City and state officials gathered with community advocates on the Southwest Corridor Park for the plaque unveiling and to celebrate the latest step to officially recognize the Kings’ time spent in Boston with memorials, markers, and commemorations.
”What the Kings did here . . . was revolutionary,” said Clennon King, a documentary filmmaker [of no relation] who’s worked on preserving the Kings’ Boston history for years. “From here, two people who society viewed as less than fell in love, then hatched a plan and committed themselves to a shared vision of a better world.”
The Kings’ history in Boston, and at Northampton Street, is well-documented. After marrying in Alabama in June 1953, the couple continued their studies in Boston and settled at what was once the Lincoln Apartments at 396 Northampton St. In a 1954 letter to King, R. D. Nesbitt, a clerk for Dexter Avenue Baptist Church in Montgomery, Ala., listed 396 Northampton St. as King’s mailing address.
The Lincoln Apartments were demolished by the federal government during urban renewal and an unsuccessful attempt to build an Interstate 95 extension through the South End, said former state representative Byron Rushing, who has researched the history of the Kings and the Black community in Boston.
”There are very few pieces of that neighborhood that have survived,” Rushing said, adding that “this dedication is part of what the city and Commonwealth can continue to do to tell this important history.”
Rebecca Tepper, secretary of the state’s Executive Office of Energy and Environmental Affairs, said the marker represents the administration’s mission to ensure that Black residents “have equitable access to beautiful, open, outdoor space.”
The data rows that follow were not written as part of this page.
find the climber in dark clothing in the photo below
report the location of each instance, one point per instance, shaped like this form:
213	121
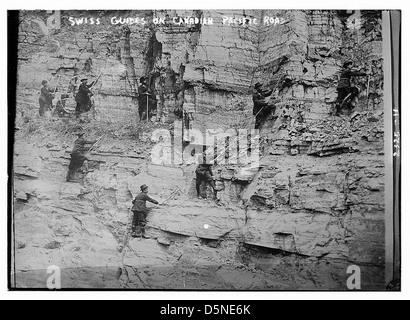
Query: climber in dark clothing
83	97
46	98
78	156
344	88
140	211
145	96
259	103
204	174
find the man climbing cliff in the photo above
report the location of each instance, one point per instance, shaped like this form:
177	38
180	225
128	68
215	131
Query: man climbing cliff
140	211
46	98
78	158
204	175
146	99
260	110
83	97
347	92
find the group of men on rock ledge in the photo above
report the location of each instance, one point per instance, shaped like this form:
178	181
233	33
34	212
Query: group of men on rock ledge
346	94
204	175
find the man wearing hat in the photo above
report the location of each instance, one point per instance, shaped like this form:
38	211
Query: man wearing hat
146	99
83	97
140	211
344	87
46	98
259	103
78	156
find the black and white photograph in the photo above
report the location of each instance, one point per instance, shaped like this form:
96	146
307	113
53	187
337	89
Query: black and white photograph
204	150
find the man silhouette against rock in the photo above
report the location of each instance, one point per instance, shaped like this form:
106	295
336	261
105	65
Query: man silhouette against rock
46	98
83	97
259	103
146	99
78	158
204	175
346	92
140	211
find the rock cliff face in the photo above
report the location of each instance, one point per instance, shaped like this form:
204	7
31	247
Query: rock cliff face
313	206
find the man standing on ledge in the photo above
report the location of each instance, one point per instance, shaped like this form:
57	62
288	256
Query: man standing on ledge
83	97
346	92
46	98
140	211
78	157
204	175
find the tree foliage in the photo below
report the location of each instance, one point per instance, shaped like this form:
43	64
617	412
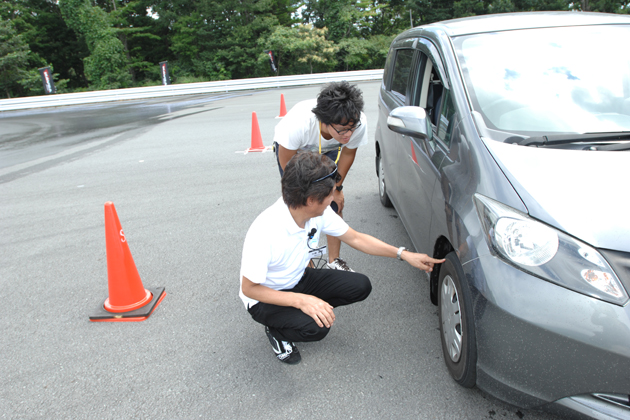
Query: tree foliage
102	44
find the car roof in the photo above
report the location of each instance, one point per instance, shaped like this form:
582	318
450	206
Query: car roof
512	21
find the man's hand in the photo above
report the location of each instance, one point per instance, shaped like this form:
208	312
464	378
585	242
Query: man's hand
339	199
421	261
317	309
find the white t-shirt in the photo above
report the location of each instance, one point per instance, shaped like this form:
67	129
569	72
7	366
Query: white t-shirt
275	253
299	130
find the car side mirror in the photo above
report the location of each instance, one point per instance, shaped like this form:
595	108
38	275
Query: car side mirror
410	121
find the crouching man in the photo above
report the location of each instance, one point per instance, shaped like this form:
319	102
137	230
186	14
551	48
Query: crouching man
292	301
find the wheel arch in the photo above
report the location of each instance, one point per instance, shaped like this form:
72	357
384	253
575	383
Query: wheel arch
441	248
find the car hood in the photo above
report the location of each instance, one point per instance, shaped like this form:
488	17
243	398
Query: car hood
583	193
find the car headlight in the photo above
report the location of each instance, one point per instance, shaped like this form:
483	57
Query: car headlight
548	253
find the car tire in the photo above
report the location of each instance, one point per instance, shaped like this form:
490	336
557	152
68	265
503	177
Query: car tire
457	325
382	187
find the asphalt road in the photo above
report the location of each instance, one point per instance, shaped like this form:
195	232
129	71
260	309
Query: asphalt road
185	199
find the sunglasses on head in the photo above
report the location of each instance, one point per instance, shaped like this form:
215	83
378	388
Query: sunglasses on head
330	175
342	132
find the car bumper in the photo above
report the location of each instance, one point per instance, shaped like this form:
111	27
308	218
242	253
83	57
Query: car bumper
539	343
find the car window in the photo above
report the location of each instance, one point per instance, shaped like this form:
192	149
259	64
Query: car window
432	95
400	77
446	118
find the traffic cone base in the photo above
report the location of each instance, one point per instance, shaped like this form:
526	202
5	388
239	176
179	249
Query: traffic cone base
127	308
103	315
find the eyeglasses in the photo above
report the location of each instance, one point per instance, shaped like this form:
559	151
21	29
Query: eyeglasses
333	173
342	132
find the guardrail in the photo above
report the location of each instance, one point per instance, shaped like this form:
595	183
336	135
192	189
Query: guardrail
185	89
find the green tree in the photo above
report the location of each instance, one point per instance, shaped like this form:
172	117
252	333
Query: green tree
41	26
106	67
300	49
18	65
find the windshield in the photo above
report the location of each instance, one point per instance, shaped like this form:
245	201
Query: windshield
547	81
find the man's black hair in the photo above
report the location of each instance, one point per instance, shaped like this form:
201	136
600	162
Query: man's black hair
299	174
339	103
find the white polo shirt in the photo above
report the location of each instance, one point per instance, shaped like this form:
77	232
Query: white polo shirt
276	253
299	130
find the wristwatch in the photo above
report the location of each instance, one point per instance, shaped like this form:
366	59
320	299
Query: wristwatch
399	253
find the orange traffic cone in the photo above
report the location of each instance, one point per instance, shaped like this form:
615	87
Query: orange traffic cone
257	145
283	107
128	300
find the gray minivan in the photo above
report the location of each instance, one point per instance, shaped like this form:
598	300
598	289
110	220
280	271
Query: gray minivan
503	142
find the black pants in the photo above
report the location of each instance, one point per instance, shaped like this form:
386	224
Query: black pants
336	287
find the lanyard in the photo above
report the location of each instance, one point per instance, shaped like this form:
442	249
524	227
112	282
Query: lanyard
320	144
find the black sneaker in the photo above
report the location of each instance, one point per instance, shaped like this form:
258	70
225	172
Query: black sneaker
285	351
339	264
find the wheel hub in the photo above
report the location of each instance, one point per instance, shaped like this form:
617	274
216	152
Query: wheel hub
451	319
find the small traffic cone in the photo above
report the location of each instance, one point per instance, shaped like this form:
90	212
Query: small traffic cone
257	145
283	107
128	300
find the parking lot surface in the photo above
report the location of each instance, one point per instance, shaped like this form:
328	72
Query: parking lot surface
185	199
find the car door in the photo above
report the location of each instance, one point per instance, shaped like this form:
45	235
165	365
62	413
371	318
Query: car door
422	157
397	91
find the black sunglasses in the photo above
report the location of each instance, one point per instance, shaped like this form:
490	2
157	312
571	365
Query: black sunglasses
342	132
333	173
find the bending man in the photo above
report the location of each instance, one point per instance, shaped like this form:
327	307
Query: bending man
334	125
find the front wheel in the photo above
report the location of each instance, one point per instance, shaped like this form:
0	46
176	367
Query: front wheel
382	187
457	325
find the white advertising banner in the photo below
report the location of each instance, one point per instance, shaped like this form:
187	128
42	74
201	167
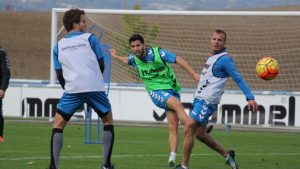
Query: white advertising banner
134	104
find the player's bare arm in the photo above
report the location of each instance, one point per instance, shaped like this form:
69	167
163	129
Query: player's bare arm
185	65
114	54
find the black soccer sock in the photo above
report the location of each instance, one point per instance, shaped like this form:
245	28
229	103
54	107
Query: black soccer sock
108	142
56	145
1	126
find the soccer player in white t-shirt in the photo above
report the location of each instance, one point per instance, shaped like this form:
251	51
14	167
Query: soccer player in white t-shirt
79	65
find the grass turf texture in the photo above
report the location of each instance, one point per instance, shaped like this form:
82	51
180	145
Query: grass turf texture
26	146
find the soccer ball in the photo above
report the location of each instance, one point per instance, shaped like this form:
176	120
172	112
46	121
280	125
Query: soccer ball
267	68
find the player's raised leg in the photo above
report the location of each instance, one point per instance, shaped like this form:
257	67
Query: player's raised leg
108	140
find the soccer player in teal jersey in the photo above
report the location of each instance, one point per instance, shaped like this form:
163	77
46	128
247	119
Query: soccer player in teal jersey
79	65
153	67
218	68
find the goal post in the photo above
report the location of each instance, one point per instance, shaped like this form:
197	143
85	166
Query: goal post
251	35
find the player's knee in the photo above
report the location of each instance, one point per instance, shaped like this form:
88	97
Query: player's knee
107	118
200	134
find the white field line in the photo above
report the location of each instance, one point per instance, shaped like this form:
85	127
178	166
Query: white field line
144	155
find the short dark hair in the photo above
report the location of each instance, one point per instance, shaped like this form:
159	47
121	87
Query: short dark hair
220	31
72	16
135	37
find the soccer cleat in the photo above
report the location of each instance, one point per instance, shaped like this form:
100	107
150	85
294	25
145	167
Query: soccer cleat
209	128
172	159
171	163
230	160
111	167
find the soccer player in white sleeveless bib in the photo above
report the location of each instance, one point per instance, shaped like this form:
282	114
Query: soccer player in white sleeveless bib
217	69
79	64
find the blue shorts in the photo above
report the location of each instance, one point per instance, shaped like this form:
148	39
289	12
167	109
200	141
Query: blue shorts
202	110
160	97
70	102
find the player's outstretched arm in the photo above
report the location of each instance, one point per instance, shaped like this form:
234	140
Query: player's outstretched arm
185	65
114	54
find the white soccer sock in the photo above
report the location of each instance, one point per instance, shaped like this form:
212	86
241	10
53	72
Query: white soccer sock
172	156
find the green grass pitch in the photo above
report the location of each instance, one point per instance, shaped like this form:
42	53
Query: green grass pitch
26	146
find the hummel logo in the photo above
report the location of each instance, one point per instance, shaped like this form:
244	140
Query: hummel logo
201	116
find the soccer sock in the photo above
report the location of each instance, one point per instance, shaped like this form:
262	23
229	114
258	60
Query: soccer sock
184	167
1	126
56	145
108	142
172	156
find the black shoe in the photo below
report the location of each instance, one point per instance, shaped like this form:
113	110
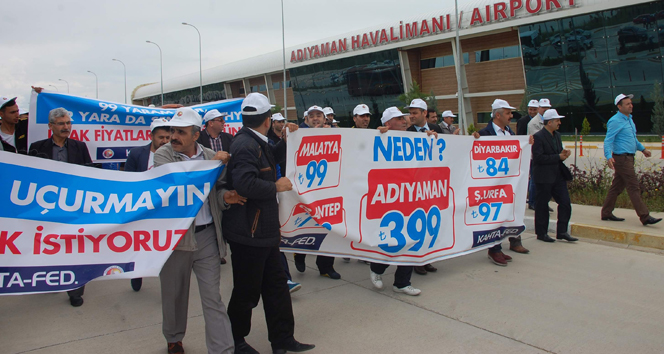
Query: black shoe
651	221
244	348
76	301
136	284
545	238
294	346
300	266
566	237
331	274
612	218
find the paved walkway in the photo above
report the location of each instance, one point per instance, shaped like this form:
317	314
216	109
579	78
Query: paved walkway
589	297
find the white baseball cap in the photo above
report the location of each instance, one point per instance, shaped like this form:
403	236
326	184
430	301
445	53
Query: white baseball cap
391	112
418	103
551	114
4	100
621	97
257	101
315	108
212	114
498	103
159	122
448	114
185	117
361	109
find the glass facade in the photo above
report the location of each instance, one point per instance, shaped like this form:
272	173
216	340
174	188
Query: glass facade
582	63
373	79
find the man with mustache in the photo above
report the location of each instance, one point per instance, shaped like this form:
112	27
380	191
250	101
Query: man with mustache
60	148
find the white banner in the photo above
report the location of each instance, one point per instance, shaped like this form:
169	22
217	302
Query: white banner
62	225
401	197
111	129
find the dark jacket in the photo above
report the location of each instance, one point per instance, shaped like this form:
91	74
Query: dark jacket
434	127
488	130
252	173
137	160
77	151
20	138
547	166
522	125
226	139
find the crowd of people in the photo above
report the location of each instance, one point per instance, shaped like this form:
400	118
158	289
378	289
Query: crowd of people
242	208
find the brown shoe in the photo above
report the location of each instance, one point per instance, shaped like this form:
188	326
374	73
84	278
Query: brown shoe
497	258
516	246
175	348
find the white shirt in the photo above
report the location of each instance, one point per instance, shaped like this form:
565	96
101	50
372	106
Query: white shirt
8	138
204	215
499	131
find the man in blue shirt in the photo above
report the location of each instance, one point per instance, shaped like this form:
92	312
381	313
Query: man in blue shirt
620	146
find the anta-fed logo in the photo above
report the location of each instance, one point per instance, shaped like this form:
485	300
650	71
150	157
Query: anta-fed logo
495	159
408	211
318	163
489	205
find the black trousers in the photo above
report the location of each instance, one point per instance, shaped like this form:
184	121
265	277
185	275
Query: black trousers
325	264
258	272
557	190
401	276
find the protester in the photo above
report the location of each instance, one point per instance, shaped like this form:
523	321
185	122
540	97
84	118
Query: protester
60	148
141	159
550	175
620	146
199	249
499	126
253	232
13	129
325	264
361	116
447	125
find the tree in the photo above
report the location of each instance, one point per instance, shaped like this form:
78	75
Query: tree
585	127
657	116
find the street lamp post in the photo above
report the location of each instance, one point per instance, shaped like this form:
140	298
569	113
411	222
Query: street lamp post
65	83
161	69
200	57
96	83
125	72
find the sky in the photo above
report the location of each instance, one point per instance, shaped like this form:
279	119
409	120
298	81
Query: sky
44	41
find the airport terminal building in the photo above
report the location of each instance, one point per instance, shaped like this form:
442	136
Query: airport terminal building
578	53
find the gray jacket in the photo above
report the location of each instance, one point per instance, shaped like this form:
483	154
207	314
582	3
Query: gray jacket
166	154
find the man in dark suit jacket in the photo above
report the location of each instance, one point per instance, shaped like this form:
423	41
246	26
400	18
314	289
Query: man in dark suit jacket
549	174
60	148
141	159
213	137
499	126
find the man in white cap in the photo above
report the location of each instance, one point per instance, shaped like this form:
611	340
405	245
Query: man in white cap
141	159
501	112
393	119
620	146
536	124
13	129
361	116
325	264
199	249
214	137
447	125
418	111
253	232
550	176
522	123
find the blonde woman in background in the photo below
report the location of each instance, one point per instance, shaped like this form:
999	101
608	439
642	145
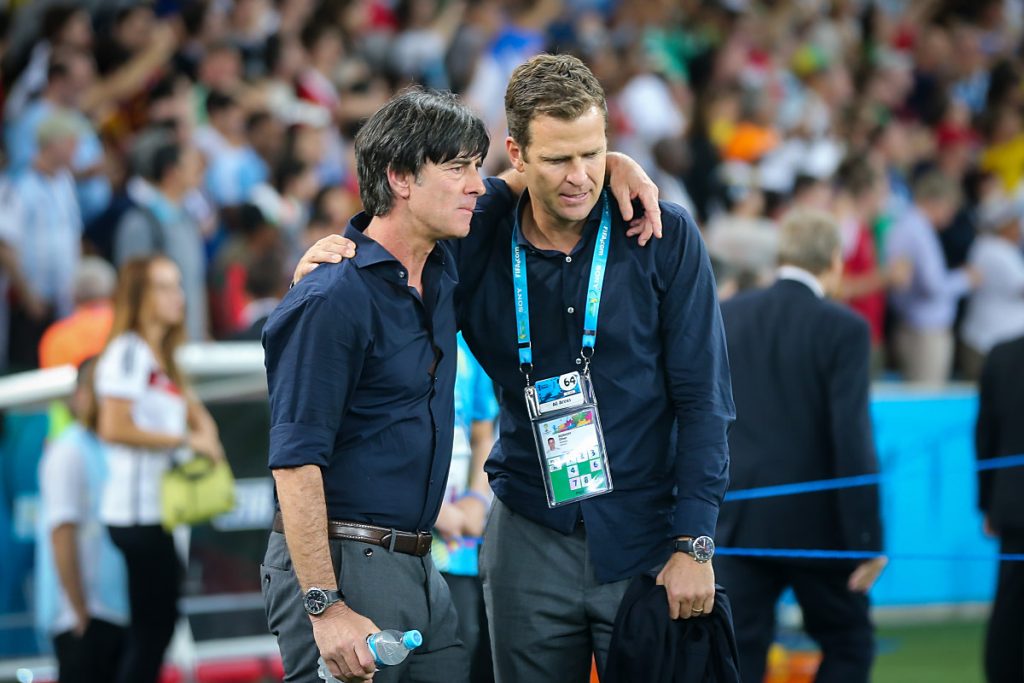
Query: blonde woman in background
147	417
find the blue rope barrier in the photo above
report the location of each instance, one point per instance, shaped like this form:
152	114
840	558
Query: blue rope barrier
860	555
849	482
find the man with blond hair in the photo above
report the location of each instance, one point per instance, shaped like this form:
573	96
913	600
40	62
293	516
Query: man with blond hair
801	383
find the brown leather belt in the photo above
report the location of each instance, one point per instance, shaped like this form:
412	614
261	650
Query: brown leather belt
395	541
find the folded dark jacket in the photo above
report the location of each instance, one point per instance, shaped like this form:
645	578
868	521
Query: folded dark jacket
647	646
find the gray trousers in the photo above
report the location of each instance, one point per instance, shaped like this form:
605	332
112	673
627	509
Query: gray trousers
393	590
547	612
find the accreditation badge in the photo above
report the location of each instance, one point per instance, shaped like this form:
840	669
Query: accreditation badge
569	441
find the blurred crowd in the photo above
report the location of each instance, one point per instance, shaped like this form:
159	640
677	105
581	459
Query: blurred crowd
219	133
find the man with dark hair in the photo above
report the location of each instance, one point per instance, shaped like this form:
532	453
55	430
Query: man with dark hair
360	361
562	543
69	79
159	223
801	382
235	167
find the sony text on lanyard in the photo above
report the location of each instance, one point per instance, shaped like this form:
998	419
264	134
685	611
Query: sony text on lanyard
563	410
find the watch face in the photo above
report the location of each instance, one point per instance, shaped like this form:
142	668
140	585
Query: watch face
315	601
704	549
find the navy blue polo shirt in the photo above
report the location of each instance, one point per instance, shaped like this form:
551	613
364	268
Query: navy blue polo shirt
360	373
660	372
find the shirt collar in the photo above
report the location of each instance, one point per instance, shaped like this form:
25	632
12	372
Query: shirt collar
591	223
801	275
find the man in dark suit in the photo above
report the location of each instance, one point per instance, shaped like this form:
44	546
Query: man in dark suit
1000	432
800	372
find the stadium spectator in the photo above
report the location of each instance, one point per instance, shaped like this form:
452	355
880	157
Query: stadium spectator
928	304
860	195
266	284
84	333
233	168
464	510
41	223
800	368
995	309
147	417
68	81
160	223
81	577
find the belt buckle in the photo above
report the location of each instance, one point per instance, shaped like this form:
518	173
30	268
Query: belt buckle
393	539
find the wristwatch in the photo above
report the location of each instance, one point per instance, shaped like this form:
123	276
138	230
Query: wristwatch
316	600
700	549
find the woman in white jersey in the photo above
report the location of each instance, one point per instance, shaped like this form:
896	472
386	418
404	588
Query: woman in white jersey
147	417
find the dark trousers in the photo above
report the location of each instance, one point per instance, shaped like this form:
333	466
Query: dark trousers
93	657
467	595
1005	641
549	615
154	587
837	619
393	590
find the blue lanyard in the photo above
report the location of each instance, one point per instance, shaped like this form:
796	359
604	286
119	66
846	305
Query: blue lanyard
593	305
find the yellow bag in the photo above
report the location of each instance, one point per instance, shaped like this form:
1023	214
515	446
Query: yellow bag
196	493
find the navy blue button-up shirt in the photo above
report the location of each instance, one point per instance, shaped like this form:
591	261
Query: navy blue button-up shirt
660	374
360	373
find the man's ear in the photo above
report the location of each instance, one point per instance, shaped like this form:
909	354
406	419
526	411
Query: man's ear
517	154
399	182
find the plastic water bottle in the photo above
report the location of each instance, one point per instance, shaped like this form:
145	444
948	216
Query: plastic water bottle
325	673
388	647
391	647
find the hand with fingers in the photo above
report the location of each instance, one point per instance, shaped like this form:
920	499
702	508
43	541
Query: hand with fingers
689	585
331	249
341	636
628	181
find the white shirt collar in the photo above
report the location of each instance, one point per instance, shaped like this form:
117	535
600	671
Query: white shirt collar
801	275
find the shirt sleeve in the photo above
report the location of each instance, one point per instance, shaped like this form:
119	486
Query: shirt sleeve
314	355
62	484
484	408
697	374
124	369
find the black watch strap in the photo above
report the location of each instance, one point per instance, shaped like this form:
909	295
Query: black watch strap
316	600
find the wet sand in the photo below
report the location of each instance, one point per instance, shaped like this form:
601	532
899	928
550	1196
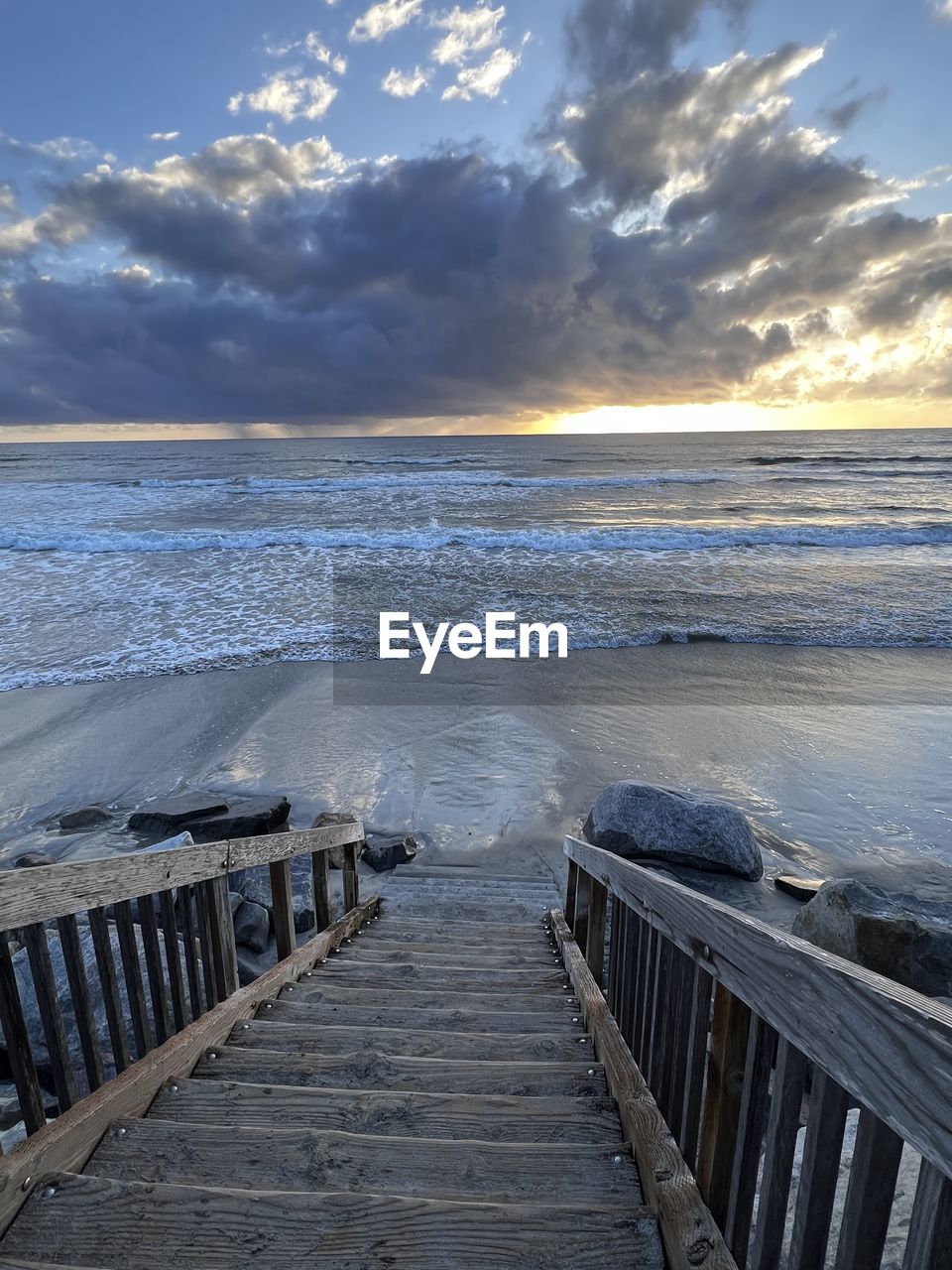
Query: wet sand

“Commemorating history in this way is essential to creating a just future,” Tepper said.
The newlywed home marker is also part of a broader effort to make the civil rights leaders’ presence in Boston more visible and prominent. The bronze 19-ton Embrace sculpture unveiled on Boston Common in January cemented the Kings’ connection to Boston’s overall history.
The land at 396 Northampton St. is one of 21 addresses that Clennon King, the documentary filmmaker, has identified as significant to the couple’s Boston years. In March, the Boston City Council unanimously adopted a resolution supporting King’s effort to establish a heritage trail that would take walkers to the various places that shaped the couple’s story in Boston, including their newlywed home. (Clennon King isn’t related to the Kings, but his father, C.B. King, was a lawyer who represented King during the Albany Movement, a desegregation and voting rights alliance formed in Albany, Ga.)
Mayor Michelle Wu has endorsed the idea of the walking trail, but the effort is still in its preliminary stages.
On Thursday, the melody of Common and John Legend’s “Glory” played from a speaker as eight stakeholders pulled back a black sheet, revealing the official marker. A photo of the Kings and an informative graving describing the couple’s early years in Boston sits atop a granite stone.
State Representative John Moran, who represents the area, praised the marking.
“It’s wonderful that generations of Bostonians will be able to pause for a moment as they pass through this location,” he said, “to reflect on the great gift that Dr. King and Coretta Scott King left us all.”